Eva
I watched through the window, waiting, hoping to catch Hannah before she got inside. I saw them walk up the driveway together and sighed. Of course, the two of them coming back together. I hadn’t counted on that. That complicated things, of course. How could I win in this situation? Both grandchildren mad at me, and soon, if I didn’t choose my words carefully, both daughters, too.
Oh well. You don’t become a mother to make friends, do you?
Above me, I heard Morgan stomping around in her room. Cleaning it up, allegedly. Throwing clothes into the hamper, toys into her baskets and cubbies. Thud, thud, thud. All the money they’d spent on this house, and how the sounds still carried! No soundproofing! I’d sent her there when she’d tried to run down the driveway toward Miles. Grabbed her little arm when she didn’t pay heed. And the look on her face! The shock of betrayal! Fun Grandma turned into stern Grandma! But I knew I was throwing right thing after wrong.

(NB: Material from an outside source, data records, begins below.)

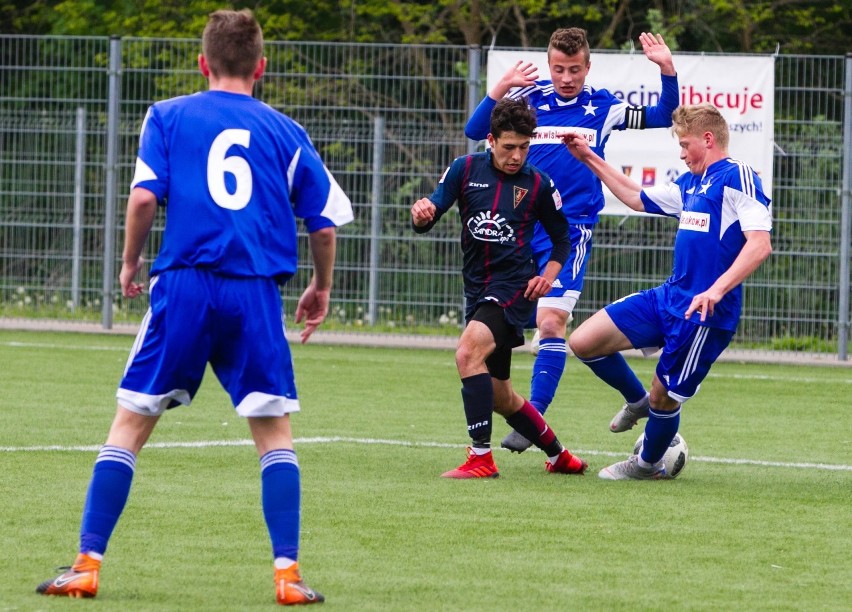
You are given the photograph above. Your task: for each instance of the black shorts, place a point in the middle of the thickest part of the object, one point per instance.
(506, 336)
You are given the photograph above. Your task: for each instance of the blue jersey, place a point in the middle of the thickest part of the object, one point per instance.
(499, 212)
(233, 174)
(594, 114)
(714, 210)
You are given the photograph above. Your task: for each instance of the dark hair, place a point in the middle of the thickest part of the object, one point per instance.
(513, 116)
(570, 41)
(232, 43)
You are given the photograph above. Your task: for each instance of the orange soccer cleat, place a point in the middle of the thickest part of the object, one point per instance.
(476, 466)
(291, 590)
(566, 463)
(79, 580)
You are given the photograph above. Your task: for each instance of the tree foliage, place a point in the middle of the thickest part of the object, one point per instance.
(731, 26)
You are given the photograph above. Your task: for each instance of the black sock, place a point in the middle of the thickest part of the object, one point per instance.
(478, 399)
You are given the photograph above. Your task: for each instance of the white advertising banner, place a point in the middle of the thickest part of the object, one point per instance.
(741, 87)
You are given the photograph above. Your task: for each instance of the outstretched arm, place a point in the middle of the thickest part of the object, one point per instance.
(424, 214)
(313, 305)
(522, 74)
(621, 187)
(757, 248)
(656, 50)
(141, 209)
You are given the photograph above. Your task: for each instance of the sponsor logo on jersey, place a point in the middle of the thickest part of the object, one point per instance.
(552, 134)
(694, 221)
(557, 198)
(488, 228)
(520, 192)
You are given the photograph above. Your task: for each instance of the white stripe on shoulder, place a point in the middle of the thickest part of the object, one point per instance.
(746, 177)
(291, 169)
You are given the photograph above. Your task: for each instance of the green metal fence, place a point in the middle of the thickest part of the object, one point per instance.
(387, 119)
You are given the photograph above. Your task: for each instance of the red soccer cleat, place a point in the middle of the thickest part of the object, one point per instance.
(290, 590)
(80, 580)
(566, 463)
(476, 466)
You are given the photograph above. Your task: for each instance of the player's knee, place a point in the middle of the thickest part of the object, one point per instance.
(581, 344)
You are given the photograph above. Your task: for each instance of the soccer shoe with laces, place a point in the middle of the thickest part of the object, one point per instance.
(476, 466)
(79, 580)
(566, 463)
(290, 589)
(626, 418)
(629, 469)
(515, 442)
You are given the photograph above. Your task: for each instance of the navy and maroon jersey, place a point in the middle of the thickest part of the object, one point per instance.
(498, 213)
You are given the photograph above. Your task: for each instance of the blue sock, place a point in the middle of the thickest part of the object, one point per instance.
(107, 495)
(615, 372)
(280, 495)
(660, 430)
(547, 371)
(478, 400)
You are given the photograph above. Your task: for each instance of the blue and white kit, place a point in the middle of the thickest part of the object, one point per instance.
(233, 175)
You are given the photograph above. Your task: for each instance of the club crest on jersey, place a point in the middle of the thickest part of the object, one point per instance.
(488, 228)
(520, 192)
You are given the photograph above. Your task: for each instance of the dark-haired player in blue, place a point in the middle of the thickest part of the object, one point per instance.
(500, 198)
(723, 236)
(233, 175)
(565, 103)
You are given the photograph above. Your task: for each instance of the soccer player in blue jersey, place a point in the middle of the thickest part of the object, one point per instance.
(562, 104)
(723, 236)
(500, 198)
(233, 175)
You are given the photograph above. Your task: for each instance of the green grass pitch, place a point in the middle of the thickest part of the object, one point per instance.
(758, 520)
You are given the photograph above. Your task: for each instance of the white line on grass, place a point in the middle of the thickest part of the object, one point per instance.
(764, 377)
(346, 440)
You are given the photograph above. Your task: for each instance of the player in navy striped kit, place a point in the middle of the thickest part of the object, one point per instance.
(562, 104)
(501, 197)
(723, 236)
(233, 175)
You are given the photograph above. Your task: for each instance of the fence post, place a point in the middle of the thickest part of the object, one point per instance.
(376, 215)
(474, 58)
(110, 189)
(845, 216)
(79, 180)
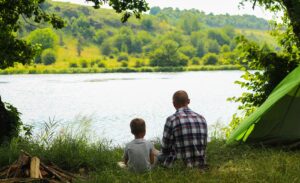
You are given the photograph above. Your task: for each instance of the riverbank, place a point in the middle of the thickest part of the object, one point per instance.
(226, 163)
(40, 69)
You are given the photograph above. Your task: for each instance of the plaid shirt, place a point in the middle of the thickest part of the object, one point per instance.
(185, 137)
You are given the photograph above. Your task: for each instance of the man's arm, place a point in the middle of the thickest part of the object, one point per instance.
(168, 138)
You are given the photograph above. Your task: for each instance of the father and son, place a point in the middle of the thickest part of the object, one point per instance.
(184, 138)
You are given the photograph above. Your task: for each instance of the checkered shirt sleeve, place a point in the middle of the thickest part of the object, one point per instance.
(185, 137)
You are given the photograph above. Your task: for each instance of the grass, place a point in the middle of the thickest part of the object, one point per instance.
(72, 151)
(41, 69)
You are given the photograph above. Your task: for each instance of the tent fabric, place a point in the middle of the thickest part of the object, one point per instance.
(277, 120)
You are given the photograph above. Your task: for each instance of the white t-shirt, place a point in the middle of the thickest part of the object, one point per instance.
(138, 154)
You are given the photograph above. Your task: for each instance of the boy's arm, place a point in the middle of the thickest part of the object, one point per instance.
(125, 157)
(126, 161)
(152, 155)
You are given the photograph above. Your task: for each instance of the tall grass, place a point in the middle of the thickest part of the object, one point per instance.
(76, 68)
(72, 149)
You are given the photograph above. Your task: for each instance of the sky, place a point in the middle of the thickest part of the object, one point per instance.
(208, 6)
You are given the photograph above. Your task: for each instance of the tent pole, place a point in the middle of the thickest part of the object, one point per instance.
(290, 104)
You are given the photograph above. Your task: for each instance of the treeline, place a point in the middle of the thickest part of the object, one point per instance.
(166, 37)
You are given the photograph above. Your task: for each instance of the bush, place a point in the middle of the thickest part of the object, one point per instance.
(83, 63)
(123, 57)
(73, 64)
(10, 122)
(210, 59)
(124, 64)
(139, 63)
(48, 57)
(195, 61)
(101, 64)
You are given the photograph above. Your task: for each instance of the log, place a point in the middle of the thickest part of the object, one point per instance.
(35, 168)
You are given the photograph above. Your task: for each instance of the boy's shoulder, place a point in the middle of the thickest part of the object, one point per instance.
(139, 141)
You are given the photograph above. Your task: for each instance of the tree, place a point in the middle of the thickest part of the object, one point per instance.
(210, 59)
(155, 10)
(48, 57)
(46, 38)
(291, 10)
(168, 55)
(10, 123)
(12, 48)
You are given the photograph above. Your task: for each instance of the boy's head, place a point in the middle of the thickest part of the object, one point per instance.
(138, 127)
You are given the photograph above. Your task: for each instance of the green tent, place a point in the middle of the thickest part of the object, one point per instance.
(277, 120)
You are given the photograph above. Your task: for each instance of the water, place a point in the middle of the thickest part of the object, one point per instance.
(112, 100)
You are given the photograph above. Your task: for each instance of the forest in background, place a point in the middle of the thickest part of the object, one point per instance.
(164, 40)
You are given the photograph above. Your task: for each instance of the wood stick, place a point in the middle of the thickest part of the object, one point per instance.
(35, 168)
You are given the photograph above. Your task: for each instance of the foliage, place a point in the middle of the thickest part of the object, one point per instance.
(100, 33)
(45, 38)
(271, 67)
(14, 49)
(210, 59)
(127, 7)
(10, 122)
(48, 57)
(123, 57)
(291, 10)
(72, 151)
(168, 55)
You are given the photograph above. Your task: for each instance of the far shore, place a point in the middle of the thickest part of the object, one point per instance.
(53, 70)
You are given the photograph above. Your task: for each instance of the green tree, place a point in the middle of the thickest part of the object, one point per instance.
(48, 57)
(210, 59)
(291, 9)
(188, 50)
(168, 55)
(14, 49)
(46, 38)
(106, 48)
(10, 123)
(100, 36)
(212, 46)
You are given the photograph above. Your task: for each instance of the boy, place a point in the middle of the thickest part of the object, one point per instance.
(139, 153)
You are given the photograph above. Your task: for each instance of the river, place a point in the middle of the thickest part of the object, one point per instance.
(112, 100)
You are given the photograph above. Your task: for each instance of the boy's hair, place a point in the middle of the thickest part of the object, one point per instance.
(137, 126)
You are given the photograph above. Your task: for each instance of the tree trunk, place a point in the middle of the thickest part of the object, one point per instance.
(293, 11)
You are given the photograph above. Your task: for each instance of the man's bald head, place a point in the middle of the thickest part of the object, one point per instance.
(180, 99)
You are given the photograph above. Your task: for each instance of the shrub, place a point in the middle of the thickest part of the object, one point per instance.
(48, 57)
(210, 59)
(10, 122)
(124, 64)
(101, 64)
(139, 63)
(123, 57)
(83, 63)
(73, 64)
(195, 61)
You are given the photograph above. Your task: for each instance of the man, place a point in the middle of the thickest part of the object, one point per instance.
(185, 135)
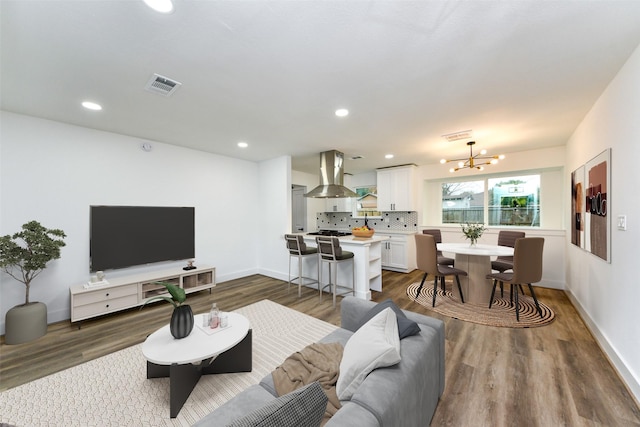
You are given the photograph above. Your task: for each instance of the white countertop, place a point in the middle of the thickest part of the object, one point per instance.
(351, 240)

I should have grabbed Miles’s arm, too. Should have yanked him away, let the animal fall, endured the screams from both of them. Was that what Hannah would have done? I don’t know. It certainly was what Hillary would have done. No nonsense, fast-acting Hillary. But Hannah would have wanted the story, the reasons. Would she have stayed down there, waited with him, reassured him somehow even though there was another child alone up the hill? Would she have worried, as I did for a moment, what exactly he planned to do with that animal if I left him alone?
I’d left him there a few minutes to make up his own mind. Then, when he hadn’t returned, I’d gone halfway down. I told him I’d called animal control and they were on their way.
“No, Grandma! They’ll kill her!”
“Miles, they are the experts. You are not. If she can be saved, they’ll save her.”
That had always worked with my girls. Research, expertise. It’s not up to us. Let’s turn to the authorities. But they weren’t rebellious. Wise and crafty, but not rebels. Miles was another story altogether.
“No!”
“Miles,” I said, “you have to leave it in case you are seen…tampering with an animal. They may think you’ve hurt it! What would happen then? Do you want to go to prison? Now get up here right now!”
Oh, later I would beat myself up about those words, my haste, my choices. The empty threats turned full. But it seemed perfectly reasonable at the time. Not prescient. Not prescient at all.
And so he started his slow walk up that hill of grass. So artificially green, still, devoid of clippings, mulch, or errant leaves thanks to the trucks that arrived every other day and tended it.
I sent him into the living room, the boring, dull living room, with no television, no toys or games. Just a silver bowl and a book of Avedon photographs. Not even a candy dish. Not even a magazine he could thumb through.
Unlike Morgan, he was silent. Sat still and fumed.
I didn’t tell him I’d called his mother. I didn’t really want that on me as well.
I stood in the foyer, planning my careful speech as the girls walked in.
And then I began.
I’m so sorry, but the kids weren’t listening.
The police cars were whizzing down the street, and there was an injured f—
But there was no need to continue or explain. The look on Hannah’s face, eyes widening, cautioning me as clear as a traffic signal, stopped me cold the moment she heard the word fawn coming out of my mouth.